The P13K/AKT pathway is an important signal transduction pathway in the body, which plays an important role in cell survival, proliferation and apoptosis. When the myocardial I/R injury occurs, some kinases are activated and a series of cascade reactions are initiated to protect the myocardium23. It has been confirmed that the P13K/AKT signaling pathway plays a protective role in myocardial I/R injury control I/R of myocardial cell culture, ligation of coronary artery and perfusion of isolated heart24–26. Results of this study showed that, after reperfusion, compared with sham- operated group, in control I/R group the p-AKT/AKT ratio was significantly increased. This may be due to protective feedback of rats themselves when I/R injury occurs. Compared with control I/R group, the p-AKT/AKT ratio in 5 mg/kg As-IV and 10 mg/kg As-IV groups were significantly increased. This suggests that, As-IV can promote the phosphorylation of AKT, thus exerting the myocardial protective effects.
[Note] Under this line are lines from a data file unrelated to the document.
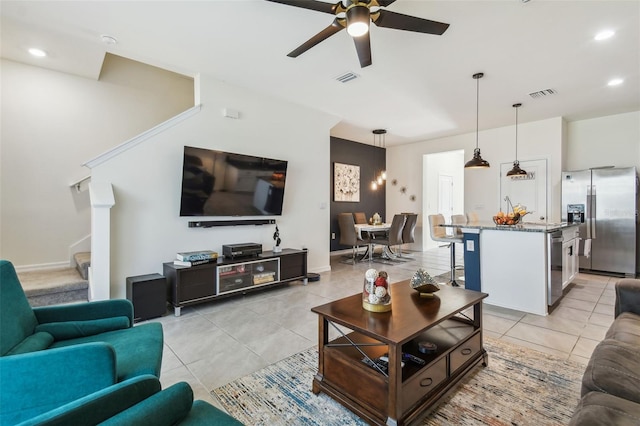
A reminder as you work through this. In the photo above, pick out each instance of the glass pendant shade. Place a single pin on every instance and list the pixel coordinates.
(477, 162)
(516, 170)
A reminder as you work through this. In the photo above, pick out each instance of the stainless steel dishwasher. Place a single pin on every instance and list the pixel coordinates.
(554, 292)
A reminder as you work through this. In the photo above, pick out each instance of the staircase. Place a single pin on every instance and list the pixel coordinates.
(58, 286)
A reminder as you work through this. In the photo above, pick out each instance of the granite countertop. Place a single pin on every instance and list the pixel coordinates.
(521, 227)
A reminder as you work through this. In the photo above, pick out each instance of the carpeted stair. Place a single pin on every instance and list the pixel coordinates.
(56, 286)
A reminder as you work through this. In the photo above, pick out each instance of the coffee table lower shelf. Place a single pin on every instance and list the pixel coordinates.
(365, 391)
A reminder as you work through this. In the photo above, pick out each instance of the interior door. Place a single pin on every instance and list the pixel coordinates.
(529, 190)
(445, 198)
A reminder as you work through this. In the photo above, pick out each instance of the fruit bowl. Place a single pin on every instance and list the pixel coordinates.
(507, 219)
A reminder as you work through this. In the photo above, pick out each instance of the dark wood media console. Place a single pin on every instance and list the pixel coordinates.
(198, 284)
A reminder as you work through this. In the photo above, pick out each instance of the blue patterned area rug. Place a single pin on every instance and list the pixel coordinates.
(518, 387)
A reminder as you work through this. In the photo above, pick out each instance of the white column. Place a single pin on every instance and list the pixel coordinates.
(102, 199)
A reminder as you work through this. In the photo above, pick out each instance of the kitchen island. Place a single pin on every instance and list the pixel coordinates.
(524, 267)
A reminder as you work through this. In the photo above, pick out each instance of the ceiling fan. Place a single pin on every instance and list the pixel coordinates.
(356, 17)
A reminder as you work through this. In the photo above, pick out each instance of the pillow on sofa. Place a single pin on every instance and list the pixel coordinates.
(36, 342)
(73, 329)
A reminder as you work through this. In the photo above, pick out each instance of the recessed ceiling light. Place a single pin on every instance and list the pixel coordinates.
(107, 39)
(37, 52)
(603, 35)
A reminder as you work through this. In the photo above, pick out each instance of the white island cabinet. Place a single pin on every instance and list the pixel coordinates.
(523, 267)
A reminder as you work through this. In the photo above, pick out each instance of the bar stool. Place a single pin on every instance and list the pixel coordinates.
(439, 233)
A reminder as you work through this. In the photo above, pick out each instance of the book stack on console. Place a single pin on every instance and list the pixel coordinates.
(193, 258)
(263, 277)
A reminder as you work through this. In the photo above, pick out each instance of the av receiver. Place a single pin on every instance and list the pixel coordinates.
(234, 251)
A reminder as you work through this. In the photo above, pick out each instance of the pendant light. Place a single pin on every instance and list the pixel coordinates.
(379, 139)
(477, 162)
(516, 171)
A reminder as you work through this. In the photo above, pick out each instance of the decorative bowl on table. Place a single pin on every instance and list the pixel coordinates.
(512, 218)
(423, 283)
(508, 219)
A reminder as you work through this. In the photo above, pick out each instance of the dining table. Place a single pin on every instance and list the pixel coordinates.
(371, 230)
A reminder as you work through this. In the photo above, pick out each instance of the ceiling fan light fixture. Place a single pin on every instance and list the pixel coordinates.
(477, 162)
(358, 20)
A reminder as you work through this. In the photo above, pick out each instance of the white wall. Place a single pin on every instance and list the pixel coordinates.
(536, 140)
(446, 163)
(51, 123)
(605, 141)
(146, 229)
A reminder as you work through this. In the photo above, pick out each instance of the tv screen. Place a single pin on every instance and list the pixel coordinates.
(217, 183)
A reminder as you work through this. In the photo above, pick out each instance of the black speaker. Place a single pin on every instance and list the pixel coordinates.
(148, 293)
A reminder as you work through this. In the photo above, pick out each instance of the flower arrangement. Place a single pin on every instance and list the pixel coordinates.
(276, 238)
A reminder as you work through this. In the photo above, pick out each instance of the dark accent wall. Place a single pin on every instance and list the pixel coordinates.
(371, 160)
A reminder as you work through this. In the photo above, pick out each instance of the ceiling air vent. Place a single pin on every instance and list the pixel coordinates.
(348, 76)
(542, 93)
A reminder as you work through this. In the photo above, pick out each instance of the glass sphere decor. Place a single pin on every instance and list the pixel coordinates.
(423, 283)
(375, 292)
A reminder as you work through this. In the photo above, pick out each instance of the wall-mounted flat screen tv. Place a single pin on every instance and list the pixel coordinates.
(217, 183)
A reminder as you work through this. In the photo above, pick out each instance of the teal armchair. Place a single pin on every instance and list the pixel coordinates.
(136, 401)
(86, 346)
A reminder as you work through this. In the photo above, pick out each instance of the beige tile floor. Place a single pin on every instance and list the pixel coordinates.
(215, 343)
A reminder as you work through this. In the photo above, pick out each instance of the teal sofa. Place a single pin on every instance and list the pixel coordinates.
(136, 401)
(52, 355)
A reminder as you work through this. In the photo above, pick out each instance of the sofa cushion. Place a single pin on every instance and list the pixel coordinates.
(614, 368)
(601, 409)
(138, 349)
(165, 408)
(17, 319)
(35, 342)
(72, 329)
(625, 328)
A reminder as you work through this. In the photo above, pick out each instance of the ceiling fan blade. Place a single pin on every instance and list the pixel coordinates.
(399, 21)
(321, 36)
(363, 47)
(319, 6)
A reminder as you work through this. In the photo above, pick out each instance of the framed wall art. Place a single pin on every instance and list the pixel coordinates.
(346, 182)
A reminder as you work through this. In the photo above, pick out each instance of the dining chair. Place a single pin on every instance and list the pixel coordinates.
(348, 234)
(438, 233)
(360, 218)
(394, 235)
(408, 231)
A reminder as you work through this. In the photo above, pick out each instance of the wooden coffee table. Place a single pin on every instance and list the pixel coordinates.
(452, 320)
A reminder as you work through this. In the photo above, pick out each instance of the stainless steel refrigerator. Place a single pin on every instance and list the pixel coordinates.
(604, 201)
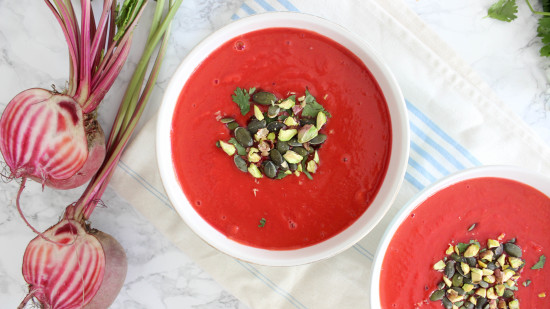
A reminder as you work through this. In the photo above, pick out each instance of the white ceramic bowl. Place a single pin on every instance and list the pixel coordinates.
(387, 192)
(537, 181)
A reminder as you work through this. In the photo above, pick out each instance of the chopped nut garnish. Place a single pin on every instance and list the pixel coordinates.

GSK-3 is a multifunctional serine/threonine protein kinase. There are two main subtypes of GSK-3 including GSK-3α and GSK-3β. GSK-3β is particularly closely related to the occurrence of apoptosis27. The regulation of GSK-3β is mainly realized by the phosphorylation and non-phosphorylation of GSK-3β and interaction with GSK-3β binding protein28. Many factors that regulate cell survival can phosphorylate GSK-3β through transduction of PI3K/AKT signal pathway, thus inhibiting its biological activity and ultimately promoting the cell survival29,30. Results of this study showed that, after reperfusion, compared with sham-operated group, in control I/R group the p-GSK-3β/GSK-3β ratio was significantly increased. This may be also caused by the protective feedback when I/R injury occurs. Compared with control I/R group, the p-GSK-3β/GSK-3β in 5 mg/kg As-IV and 10 mg/kg As-IV groups were significantly increased. This suggests that, As-IV can also promote the phosphorylation of GSK-3β, which is related to the myocardial protective effects.
Conclusions
As-IV can alleviate the myocardial I/R injury in rats. The possible mechanism is related to it increasing phosphorylation of PI3K/AKT and GSK-3β protein and activating PI3K/AKT/GSK-3β signaling pathway. This study has provided a basis for further clarifying the mechanism for the protective effect of As-IV on myocardial I/R injury. In the next study, the upstream and downstream pathways of PI3K/AKT/GSK-3β signal pathways will be further studied to provide more abundant theoretical basis for clinical application of As-IV to prevention and treatment of myocardial I/R injury.